In some circumstances, it may be advantageous for an animal’s blood pressure to rise higher than normal levels. One example is during the fight-or-flight response that occurs when animals are faced with a stressful situation, as when prey animals are alerted to the presence of a predator, and when predators locate a potential prey. The sympathetic nervous system stimulates the adrenal gland to release the hormone adrenaline (also called epinephrine). The surge of adrenaline into the bloodstream— the “adrenaline rush”—causes an animal to become alert and aroused. At the same time, the sympathetic nervous system acts to increase heart rate and respiratory rate and inhibit digestive processes. Arteries supplying limb muscles dilate to enhance blood flow to exercising muscles, while arteries supplying organs within the digestive system constrict. The increase in heart and breathing rates increases the rate of O2 delivery to the exercising muscles to meet their increased demand for ATP. These physiological changes, along with a heightening of sensory acuity, prepare an animal for the more intensive activity needed to chase or flee.

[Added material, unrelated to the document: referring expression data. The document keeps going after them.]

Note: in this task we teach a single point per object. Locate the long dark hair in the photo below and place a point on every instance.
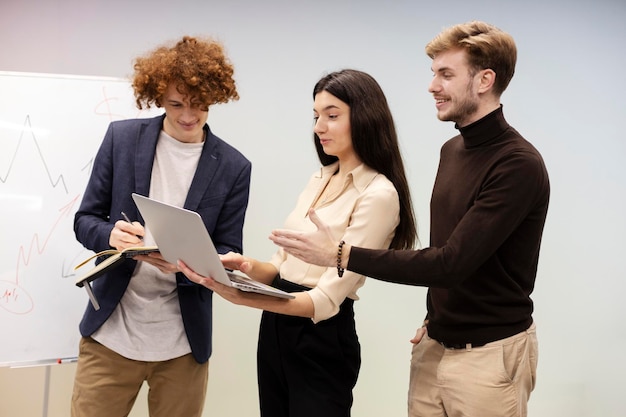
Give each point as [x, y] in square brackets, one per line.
[374, 139]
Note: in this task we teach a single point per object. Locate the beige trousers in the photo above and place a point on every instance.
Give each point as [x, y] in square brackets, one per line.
[494, 380]
[106, 384]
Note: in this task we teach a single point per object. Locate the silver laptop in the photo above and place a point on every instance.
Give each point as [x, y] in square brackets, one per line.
[181, 234]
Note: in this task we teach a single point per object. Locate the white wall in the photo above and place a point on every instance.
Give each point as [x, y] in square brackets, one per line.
[566, 98]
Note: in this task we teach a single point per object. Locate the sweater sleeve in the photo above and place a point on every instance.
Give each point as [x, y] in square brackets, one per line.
[508, 197]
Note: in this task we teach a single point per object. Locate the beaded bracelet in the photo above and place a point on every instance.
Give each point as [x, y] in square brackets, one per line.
[340, 270]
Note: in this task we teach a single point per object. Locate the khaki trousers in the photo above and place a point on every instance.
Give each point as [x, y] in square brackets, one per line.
[494, 380]
[106, 384]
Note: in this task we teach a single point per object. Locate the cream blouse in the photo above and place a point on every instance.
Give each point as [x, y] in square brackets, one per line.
[365, 213]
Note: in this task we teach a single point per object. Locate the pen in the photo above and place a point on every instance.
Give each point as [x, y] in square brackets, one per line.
[129, 221]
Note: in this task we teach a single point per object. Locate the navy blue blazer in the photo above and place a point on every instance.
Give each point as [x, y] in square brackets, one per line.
[123, 165]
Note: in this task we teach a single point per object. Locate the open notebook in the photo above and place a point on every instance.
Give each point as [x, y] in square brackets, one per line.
[180, 234]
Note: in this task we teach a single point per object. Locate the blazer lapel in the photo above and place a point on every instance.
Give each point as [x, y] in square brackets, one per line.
[146, 140]
[207, 168]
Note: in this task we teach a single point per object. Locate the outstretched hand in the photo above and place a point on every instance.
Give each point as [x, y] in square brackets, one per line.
[317, 248]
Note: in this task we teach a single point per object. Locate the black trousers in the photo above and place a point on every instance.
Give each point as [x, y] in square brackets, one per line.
[307, 369]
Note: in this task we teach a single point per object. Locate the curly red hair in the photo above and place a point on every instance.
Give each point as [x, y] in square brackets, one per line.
[198, 68]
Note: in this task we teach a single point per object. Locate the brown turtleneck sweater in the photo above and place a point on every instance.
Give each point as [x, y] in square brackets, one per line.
[488, 210]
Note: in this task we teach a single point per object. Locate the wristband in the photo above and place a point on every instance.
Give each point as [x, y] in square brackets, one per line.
[340, 270]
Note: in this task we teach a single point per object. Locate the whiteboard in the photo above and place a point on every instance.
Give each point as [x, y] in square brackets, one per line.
[50, 129]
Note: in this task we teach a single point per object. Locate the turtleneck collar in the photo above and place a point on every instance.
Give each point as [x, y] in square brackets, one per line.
[484, 130]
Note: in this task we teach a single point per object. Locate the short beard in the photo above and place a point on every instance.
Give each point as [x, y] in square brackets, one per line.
[463, 109]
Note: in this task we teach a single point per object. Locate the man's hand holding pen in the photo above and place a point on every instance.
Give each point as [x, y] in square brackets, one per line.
[126, 234]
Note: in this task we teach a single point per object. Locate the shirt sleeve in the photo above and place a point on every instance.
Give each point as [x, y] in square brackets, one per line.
[372, 224]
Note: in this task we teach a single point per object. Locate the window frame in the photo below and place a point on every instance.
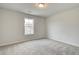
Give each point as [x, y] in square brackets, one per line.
[29, 25]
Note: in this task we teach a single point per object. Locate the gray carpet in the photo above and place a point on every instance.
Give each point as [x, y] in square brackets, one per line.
[40, 47]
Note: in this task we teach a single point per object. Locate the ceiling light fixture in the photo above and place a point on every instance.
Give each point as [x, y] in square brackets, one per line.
[41, 5]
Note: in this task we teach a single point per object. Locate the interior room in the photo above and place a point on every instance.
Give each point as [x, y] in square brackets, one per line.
[39, 29]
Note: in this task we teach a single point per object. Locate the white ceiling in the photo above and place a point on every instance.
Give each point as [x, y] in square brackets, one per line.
[30, 9]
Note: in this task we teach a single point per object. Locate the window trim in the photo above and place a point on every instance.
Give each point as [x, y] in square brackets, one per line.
[28, 26]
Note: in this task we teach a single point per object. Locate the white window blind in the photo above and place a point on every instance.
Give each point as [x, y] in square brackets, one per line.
[29, 26]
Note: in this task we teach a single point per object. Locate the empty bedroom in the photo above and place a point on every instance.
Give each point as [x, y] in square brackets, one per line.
[39, 28]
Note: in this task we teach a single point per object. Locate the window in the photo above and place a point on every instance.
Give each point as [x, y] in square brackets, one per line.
[29, 26]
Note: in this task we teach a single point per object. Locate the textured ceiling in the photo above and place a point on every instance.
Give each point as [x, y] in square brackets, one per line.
[30, 9]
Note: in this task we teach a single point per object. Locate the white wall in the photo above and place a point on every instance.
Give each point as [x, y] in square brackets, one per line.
[12, 27]
[64, 27]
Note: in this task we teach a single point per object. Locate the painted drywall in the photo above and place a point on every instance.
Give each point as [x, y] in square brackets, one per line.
[64, 26]
[12, 27]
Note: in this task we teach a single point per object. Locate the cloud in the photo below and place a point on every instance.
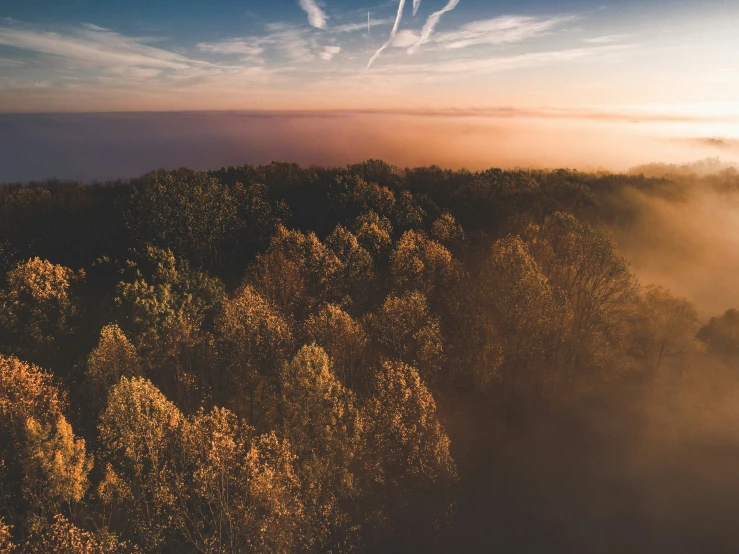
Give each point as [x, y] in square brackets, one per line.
[606, 39]
[96, 47]
[316, 16]
[329, 52]
[430, 25]
[352, 27]
[393, 32]
[500, 30]
[406, 38]
[7, 62]
[506, 63]
[244, 47]
[721, 143]
[291, 41]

In contrast, when an animal has recently eaten a meal, its sympathetic nervous system is inhibited and its parasympathetic nervous system is stimulated, increasing digestive secretions and the activity of gut smooth muscle (Chapter 40). Thus, local regulation of blood flow within different regions and organ systems of the body is integrated with more general feedback from the nervous and endocrine systems. The result is homeostatic regulation of blood pressure that monitors digestion and meets the need for O2 delivery to all metabolizing cells of the animal. These shifts in blood flow are readily controlled by vasoconstriction or dilation of the arteries supplying the different organs.